# Trimming hooves???



## Bleyfarm (Apr 25, 2013)

Any tips on hoof trimming? I feel comfortable trimming the brown part which I believe would be the nail. But not quite sure on the rest. Maybe as mine get older i will see what the book that came with my kit is talking about. Also it has been raining a lot in my area. Is it best to wait for some dry days it do it now? Thanks!
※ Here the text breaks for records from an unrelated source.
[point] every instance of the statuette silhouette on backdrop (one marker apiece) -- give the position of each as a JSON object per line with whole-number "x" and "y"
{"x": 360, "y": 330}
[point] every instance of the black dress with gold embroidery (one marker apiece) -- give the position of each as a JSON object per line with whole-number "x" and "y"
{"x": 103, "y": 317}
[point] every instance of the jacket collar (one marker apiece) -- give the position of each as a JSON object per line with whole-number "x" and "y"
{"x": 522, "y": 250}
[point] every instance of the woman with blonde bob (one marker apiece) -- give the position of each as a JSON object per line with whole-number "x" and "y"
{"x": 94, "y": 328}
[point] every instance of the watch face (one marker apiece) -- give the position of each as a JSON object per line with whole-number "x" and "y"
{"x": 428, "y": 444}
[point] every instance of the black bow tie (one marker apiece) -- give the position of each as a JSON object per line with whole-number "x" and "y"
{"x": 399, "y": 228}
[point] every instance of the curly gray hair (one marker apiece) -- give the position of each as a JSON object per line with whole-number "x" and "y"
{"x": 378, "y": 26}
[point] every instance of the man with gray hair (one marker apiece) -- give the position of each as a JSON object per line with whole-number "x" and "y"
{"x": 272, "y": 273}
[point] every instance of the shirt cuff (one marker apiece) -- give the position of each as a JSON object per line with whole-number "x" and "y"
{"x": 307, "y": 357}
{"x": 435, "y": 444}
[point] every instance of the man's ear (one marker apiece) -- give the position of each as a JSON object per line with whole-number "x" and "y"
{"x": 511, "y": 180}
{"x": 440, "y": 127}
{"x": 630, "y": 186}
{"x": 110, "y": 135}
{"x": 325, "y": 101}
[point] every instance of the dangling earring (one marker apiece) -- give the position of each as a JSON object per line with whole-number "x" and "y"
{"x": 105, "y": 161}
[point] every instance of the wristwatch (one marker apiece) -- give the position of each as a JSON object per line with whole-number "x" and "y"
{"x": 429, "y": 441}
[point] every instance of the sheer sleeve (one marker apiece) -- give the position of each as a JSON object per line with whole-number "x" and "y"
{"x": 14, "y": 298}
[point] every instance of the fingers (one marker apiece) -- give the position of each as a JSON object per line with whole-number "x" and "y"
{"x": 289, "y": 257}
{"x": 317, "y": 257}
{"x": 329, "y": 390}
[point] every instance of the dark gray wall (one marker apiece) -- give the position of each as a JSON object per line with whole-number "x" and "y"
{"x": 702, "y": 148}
Sent from my iPhone using GoatSpot


----------



## Used2bmimi (Oct 3, 2012)

I suggest that you just get out there and give it a try. Follow the descriptions of your instructions. Look carefully at the growth lines of the hooves. You want to follow the growth lines an you will most likely have to take off more toe than heel. The soft part in the middle is trimable too, just go slowly and watch for it to get pink. If it gets pink you are getting close to the blood supply and it is time to stop until next time. I use trimmers and a rasp. I like to trim the hoof as much as i can with the trimmers and then use a rasp to smooth even and make minor adjustments. Just remember to trim on a hard flat surface, put the foot down often and look at what you have done. It is hard to get both toes on the foot the same. As long as you only take off a little at a time and you have a pretty good idea what you are looking for you should be ok to give it a go! Good luck and keep,us posted!


----------



## reggalce (May 2, 2013)

Bleyfarm said:


> Any tips on hoof trimming? I feel comfortable trimming the brown part which I believe would be the nail. But not quite sure on the rest. Maybe as mine get older i will see what the book that came with my kit is talking about. Also it has been raining a lot in my area. Is it best to wait for some dry days it do it now? Thanks!
> 
> Sent from my iPhone using GoatSpot


I was anxious about this too, until I watched 



 video.


----------



## PiccoloGoat (Sep 10, 2008)

Thank you for posting that reggalce I found that video really informative. It's good to see a video because pictures don't show you how to cut.


----------



## Overthehill (Apr 14, 2013)

Beginner here. I tried to trim my does hooves, with the help of my husband. In the video she is working on a well behaved goat compared to my goat. Star is 20 months old and I don't even know if she's had them trimmed before. She doesn't act like it. We got her 3 weeks ago. Even with my husband holding her she struggled and I was afraid of hurting her. She's strong for a Pygmy. I trimmed them a little but they are still a mess. 
I'm still waiting on my husband to build the goat stand. Perhaps that will make it easier because we can't do it until we can stop her from struggling.


----------



## PiccoloGoat (Sep 10, 2008)

That's a shame. I plan to fiddle with my goats as much as possible from a young age so they are easy to handle during that.
maybe with the stand give her some nice grain to keep her occupied and do it in short bursts so she doesnt get cranky


----------



## Overthehill (Apr 14, 2013)

The funny thing is Star loves attention on her terms. She loves to be petted. But try to touch her belly or hooves she squirms away. Our other goat bolts. It's awful trying to catch her. I will never get another skittish goat again.
I am so stressed out about Betty Boop being pregnant and not letting us near her. What if she needs our help? I still have one more shot to give them too. We will be hands on with the kids. That's for sure! 
Thank you so much reggalce for posting the video though. It helps.


----------



## nchen7 (Feb 25, 2013)

I got a skittish goat in Feb. She was pregnant then too. And I have another goat who hates her feet being touched. I find if they're distracted by food, then you can start fiddling with them. I'm also still new, and slow with things. So far, I can get 2 hooves done in the time it takes for my girl to eat before she gets annoyed. I just do the hind feet, then front the next meal (or vice versa). I'm not sure if that's ok or not, but I don't want to stress my girls out more than needed, or get kicked....


----------



## Bleyfarm (Apr 25, 2013)

Thank you for the video! It was so much better than booklet! I did both if them today. My little buck did better than my doe. Which is weird because she is more friendly.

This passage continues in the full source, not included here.